Summary
A reação Quellung é a técnica padrão ouro para sorotipagem Streptococcus pneumoniae. Esta técnica utiliza um microscópio e anti-soros específicos pneumocócica e é comumente usado em referência e laboratórios de pesquisa em todo o mundo.
Abstract
Há mais de 90 diferentes sorotipos capsulares de Streptococcus pneumoniae (pneumococo). Além de ser uma ferramenta para a compreensão da epidemiologia pneumocócica, sorotipagem capsular pode fornecer informações úteis para os estudos de eficácia da vacina e de impacto. A reação Quellung é o método padrão-ouro para pneumocócica sorotipagem capsular. O método envolve o teste de uma suspensão de células com anti-soros de pneumococos em pool e específico dirigido contra o polissacarídeo capsular. As reacções antigénio-anticorpo são observadas ao microscópio. O protocolo tem três passos principais: 1) preparação de uma suspensão de células bacterianas, 2) mistura de células e anti-soros sobre uma lâmina de vidro, e 3) a leitura da reacção de Quellung, usando um microscópio. A reacção de Quellung é razoavelmente simples de realizar e pode ser aplicada sempre que um microscópio e os anti-soros adequados estão disponíveis.
Introduction
Streptococcus pneumoniae (pneumococo) é responsável pela morte de cerca de 800 mil crianças menores de cinco anos de idade, anualmente, com o fardo da doença caindo predominantemente em países com poucos recursos 1. Doenças pneumocócicas variar em gravidade de infecções localizadas, como a otite média aguda a infecções fatais graves, como septicemia, meningite e pneumonia 2. Mais de 90 serótipos capsulares de pneumococos têm sido descritas 3, 4. Vacinas pneumocócicas actuais proporcionam protecção contra os serótipos que são responsáveis pela maioria das doenças invasivas 5, 6. No entanto, o uso difundido de vacinas tem sido associada com a substituição de serotipos incluídos na vacina por serotipos não vacinais, tanto na nasofaringe e doença invasiva 7, 8. Isso ressalta a importância de sorotipagem para epidemiológicavigilância e impacto da vacina a longo prazo estuda 9.

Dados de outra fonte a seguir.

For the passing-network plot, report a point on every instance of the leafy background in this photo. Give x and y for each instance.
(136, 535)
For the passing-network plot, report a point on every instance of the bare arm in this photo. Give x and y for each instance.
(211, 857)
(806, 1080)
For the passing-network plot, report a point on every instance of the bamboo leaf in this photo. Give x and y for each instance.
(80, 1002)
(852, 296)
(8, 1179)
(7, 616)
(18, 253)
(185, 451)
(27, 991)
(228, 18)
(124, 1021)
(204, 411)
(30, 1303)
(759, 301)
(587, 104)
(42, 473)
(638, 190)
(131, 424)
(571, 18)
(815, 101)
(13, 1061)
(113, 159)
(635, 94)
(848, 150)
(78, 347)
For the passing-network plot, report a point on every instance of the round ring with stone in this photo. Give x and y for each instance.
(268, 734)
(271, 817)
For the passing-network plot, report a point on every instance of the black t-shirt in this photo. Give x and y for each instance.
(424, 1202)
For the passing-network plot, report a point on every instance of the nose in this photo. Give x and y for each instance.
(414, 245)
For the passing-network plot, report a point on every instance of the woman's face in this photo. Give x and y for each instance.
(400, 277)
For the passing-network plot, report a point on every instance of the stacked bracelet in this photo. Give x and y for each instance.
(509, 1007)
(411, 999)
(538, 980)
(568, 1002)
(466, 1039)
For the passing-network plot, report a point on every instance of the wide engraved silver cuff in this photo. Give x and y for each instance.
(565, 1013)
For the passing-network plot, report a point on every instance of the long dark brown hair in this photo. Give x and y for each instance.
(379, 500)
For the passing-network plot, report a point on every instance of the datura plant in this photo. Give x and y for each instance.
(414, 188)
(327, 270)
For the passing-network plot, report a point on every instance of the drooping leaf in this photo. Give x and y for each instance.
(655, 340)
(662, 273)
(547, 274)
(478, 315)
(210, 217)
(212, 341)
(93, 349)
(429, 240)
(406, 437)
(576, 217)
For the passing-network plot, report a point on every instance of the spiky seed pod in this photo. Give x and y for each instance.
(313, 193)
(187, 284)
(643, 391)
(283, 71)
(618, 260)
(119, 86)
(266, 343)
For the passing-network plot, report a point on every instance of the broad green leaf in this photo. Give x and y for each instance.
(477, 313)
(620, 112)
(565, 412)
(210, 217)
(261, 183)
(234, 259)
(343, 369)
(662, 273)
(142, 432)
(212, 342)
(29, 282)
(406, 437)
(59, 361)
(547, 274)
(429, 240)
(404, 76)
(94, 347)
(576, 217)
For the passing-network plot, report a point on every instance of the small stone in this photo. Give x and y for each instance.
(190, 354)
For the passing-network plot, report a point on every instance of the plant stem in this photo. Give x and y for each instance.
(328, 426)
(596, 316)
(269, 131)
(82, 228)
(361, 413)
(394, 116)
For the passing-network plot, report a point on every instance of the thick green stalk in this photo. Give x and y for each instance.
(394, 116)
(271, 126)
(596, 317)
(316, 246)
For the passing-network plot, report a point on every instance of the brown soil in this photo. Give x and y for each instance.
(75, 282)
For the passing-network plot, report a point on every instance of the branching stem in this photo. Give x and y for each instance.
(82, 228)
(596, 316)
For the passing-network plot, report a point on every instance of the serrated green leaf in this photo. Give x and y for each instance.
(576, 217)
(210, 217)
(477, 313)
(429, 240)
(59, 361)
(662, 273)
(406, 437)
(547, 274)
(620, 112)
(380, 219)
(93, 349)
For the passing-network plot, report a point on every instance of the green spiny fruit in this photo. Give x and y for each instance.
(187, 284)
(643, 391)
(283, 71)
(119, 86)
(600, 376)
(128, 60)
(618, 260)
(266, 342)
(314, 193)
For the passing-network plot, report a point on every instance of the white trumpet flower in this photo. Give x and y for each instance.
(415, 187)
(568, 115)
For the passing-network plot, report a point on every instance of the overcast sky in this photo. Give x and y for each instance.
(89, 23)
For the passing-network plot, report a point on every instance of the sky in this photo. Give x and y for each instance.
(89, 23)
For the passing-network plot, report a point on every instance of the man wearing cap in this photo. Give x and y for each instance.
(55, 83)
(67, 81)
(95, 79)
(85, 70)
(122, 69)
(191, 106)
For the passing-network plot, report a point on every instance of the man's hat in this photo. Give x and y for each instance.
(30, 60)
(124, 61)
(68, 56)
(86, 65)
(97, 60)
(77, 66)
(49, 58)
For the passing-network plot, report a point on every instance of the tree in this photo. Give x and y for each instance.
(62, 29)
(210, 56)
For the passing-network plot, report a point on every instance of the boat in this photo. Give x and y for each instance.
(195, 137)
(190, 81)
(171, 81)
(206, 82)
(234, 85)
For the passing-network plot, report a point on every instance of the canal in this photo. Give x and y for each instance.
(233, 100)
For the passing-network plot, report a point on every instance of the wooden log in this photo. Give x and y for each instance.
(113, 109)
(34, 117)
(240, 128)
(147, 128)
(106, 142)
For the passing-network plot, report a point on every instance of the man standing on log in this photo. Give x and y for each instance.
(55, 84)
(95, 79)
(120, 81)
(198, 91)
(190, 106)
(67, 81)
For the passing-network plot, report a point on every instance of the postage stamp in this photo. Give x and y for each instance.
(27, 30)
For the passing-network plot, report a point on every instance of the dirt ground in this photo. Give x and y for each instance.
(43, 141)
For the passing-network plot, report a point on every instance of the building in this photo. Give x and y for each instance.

O método padrão-ouro para a digitação pneumocócica é o teste de reação capsular, conhecida como a reação Quellung, descrita pela primeira vez por Neufeld, em 1902 (ver austríaco 10). Foi encontrado um elevado grau de concordância entre laboratórios, e entre a reacção de Quellung e outros métodos de sorotipagem 11-13. Existem várias variações da reacção de Quellung, 10, 14-16. O método aqui descrito não requer a utilização de um contador de manchas ou a lente de imersão em óleo, em vez disso, uma gota de amostra preparada é misturada com o soro de tipagem e examinadas imediatamente sob uma ampliação de 400X.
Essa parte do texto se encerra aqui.